Muitos jardineiros amadores queixam-se todos os verões de tomates moles e sem vigor.
Com um truque simples da horticultura profissional, consegues retirar muito mais de cada planta.
Em vez de colocares os tomates na terra na posição habitual, a direito, os horticultores experientes recorrem a um método que estimula um sistema radicular muito mais extenso. As plantas passam melhor os períodos secos, precisam de menos água e dão colheitas mais estáveis. O segredo: os tomates são, de facto, deitados no momento do plantio.
Porque é que os tomates devem ser deitados ao plantar
A tomateira tem uma característica especial que muitos jardineiros amadores subestimam: ao longo de todo o caule podem formar-se as chamadas “raízes adventícias”. Sempre que o caule entra em contacto com terra húmida, surgem raízes novas.
É precisamente isso que os produtores profissionais aproveitam.

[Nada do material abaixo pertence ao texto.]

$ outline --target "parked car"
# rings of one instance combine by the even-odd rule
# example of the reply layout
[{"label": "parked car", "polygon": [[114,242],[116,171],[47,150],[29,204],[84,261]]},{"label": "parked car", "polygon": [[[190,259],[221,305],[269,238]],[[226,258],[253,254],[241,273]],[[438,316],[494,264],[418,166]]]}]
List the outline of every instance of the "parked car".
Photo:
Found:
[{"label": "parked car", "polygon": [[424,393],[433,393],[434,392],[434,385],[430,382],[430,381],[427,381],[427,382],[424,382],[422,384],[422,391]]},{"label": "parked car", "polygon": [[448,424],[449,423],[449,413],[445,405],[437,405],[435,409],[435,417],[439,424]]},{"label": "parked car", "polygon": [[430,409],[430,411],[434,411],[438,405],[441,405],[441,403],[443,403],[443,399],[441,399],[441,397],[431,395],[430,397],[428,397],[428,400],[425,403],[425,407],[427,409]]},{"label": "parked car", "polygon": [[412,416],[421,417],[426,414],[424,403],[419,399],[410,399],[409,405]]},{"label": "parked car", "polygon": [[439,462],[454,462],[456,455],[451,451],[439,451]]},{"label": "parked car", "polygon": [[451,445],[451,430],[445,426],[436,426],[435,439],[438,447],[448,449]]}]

Em vez de enterrarem apenas o torrão, colocam uma parte do caule debaixo da terra. Assim, forma-se um sistema radicular largo e horizontal, capaz de alcançar muito mais água e nutrientes do que uma tomateira plantada da forma convencional.
Um caule de tomate deitado cria, ao longo de toda a zona enterrada, raízes adicionais - como uma rede subterrânea que vai recolhendo água e nutrientes.
A parte superior da planta volta depois a orientar-se sozinha para cima. O responsável é o chamado fototropismo: os rebentos crescem instintivamente na direção da luz. Só tens de levantar ligeiramente a ponta; o resto a planta trata por si.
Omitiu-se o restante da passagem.